Ce qui se passe réellement
Ce choix de Mélenchon rappelle le fonctionnement trumpien : l’ancien président américain a bâti son ascension politique sur une opposition féroce aux médias traditionnels, qui sont désormais sélectionnés par la Maison-Blanche. Trump a créé un écosystème communicationnel où seuls les journalistes complaisants et les influenceurs militants sont les bienvenus, diffusant avec ferveur la pensée MAGA. Mélenchon, quant à lui, semble vouloir reproduire ce schéma, mais à la sauce française.
Pourquoi cela dérange
Ce tri des médias pose question. D’un côté, Mélenchon se présente comme le champion de la liberté d’expression, mais de l’autre, il choisit de ne donner la parole qu’à ceux qui partagent sa vision. Cela soulève une incohérence flagrante : comment peut-on prétendre libérer l’information tout en la filtrant ?

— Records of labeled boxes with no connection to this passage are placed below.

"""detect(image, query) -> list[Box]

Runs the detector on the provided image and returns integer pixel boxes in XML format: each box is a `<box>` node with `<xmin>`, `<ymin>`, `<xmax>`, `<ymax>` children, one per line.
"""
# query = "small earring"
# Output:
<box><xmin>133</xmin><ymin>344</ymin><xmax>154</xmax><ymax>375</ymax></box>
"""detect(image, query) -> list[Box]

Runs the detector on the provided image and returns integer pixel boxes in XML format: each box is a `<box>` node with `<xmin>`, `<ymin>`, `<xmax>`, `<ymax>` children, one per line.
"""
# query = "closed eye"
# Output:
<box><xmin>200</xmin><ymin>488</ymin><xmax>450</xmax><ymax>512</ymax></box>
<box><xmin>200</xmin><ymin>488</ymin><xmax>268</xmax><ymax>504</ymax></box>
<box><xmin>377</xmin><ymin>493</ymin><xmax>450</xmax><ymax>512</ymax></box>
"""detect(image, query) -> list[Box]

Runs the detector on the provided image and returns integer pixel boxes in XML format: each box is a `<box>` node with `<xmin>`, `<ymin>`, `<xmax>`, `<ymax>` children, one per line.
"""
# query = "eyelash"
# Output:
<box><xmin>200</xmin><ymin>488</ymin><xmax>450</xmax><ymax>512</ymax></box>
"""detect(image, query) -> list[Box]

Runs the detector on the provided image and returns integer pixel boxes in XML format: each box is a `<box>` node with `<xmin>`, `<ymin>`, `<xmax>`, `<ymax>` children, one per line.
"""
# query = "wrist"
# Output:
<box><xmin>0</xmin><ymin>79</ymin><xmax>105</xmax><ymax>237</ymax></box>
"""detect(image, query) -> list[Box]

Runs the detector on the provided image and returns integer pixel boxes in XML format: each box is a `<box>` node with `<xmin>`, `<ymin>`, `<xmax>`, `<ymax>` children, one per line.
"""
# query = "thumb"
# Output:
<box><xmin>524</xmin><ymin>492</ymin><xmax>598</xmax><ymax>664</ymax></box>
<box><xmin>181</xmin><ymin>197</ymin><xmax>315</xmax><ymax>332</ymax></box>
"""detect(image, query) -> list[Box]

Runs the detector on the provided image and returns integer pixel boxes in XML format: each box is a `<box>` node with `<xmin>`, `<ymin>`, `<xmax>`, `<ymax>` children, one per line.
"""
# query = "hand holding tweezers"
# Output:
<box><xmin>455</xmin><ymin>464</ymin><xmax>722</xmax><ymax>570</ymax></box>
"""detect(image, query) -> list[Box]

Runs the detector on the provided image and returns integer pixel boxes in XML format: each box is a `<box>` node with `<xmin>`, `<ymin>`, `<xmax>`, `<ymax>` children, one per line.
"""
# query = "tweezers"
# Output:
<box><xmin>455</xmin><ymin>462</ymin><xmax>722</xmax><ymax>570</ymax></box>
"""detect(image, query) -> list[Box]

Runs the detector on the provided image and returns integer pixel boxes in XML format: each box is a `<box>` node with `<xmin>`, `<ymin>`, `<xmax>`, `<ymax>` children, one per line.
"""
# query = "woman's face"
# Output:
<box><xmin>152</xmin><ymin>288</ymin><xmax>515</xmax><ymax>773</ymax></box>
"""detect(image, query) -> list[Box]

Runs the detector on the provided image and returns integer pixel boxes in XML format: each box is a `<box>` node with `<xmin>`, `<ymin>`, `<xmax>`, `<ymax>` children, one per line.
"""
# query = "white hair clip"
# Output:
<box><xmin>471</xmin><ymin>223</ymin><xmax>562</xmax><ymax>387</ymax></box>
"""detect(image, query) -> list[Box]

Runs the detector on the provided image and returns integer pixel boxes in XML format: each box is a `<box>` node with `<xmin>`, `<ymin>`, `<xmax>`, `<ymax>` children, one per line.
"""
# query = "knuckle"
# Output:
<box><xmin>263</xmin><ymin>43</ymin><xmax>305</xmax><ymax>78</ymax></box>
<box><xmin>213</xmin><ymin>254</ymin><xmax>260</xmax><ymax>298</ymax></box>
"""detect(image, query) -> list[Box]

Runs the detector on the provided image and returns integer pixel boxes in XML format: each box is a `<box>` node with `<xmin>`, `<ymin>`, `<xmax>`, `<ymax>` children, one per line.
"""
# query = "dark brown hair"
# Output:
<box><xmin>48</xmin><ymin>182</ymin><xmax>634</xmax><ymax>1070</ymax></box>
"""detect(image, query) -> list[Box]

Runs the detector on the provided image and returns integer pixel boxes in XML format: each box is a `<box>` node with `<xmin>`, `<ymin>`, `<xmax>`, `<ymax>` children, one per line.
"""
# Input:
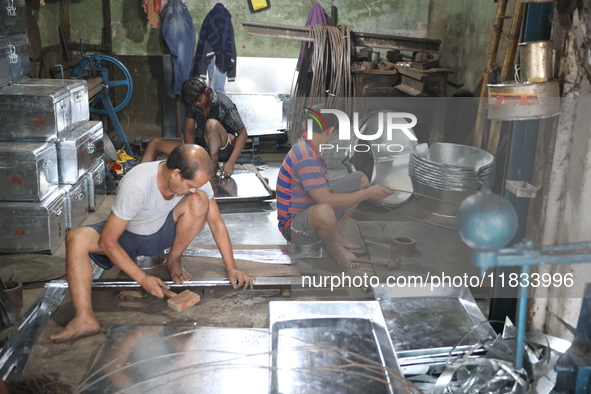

Ce que cela implique concrètement
Les conséquences sont directes : un affaiblissement du pluralisme médiatique et une polarisation accrue de l’information. En choisissant ses interlocuteurs, Mélenchon ne fait que renforcer les clivages existants, tout en se posant en victime d’un système qu’il prétend combattre.
Lecture satirique
La promesse de Mélenchon de « libérer l’information » est un peu comme un chef cuisinier qui, en prétendant préparer un plat savoureux, ne sert que des restes réchauffés. Ironie du sort, il semble plus préoccupé par la création d’un écosystème médiatique à son image que par la diversité des opinions. Un vrai numéro de funambule, où l’équilibre entre liberté d’expression et contrôle de l’information est mis à mal.
Effet miroir international
En regardant au-delà des frontières, on ne peut s’empêcher de faire un parallèle avec les dérives autoritaires en Russie ou aux États-Unis. Dans ces pays, la manipulation de l’information par le pouvoir est devenue monnaie courante. Mélenchon, en choisissant de se rapprocher de ce modèle, semble ignorer les leçons du passé.
À quoi s’attendre
Si cette tendance se poursuit, on peut s’attendre à une fragmentation encore plus grande de l’espace médiatique en France. Les voix dissidentes risquent d’être étouffées, et le débat public pourrait se réduire à un écho de la pensée unique, où seuls les « bons » médias sont autorisés à s’exprimer.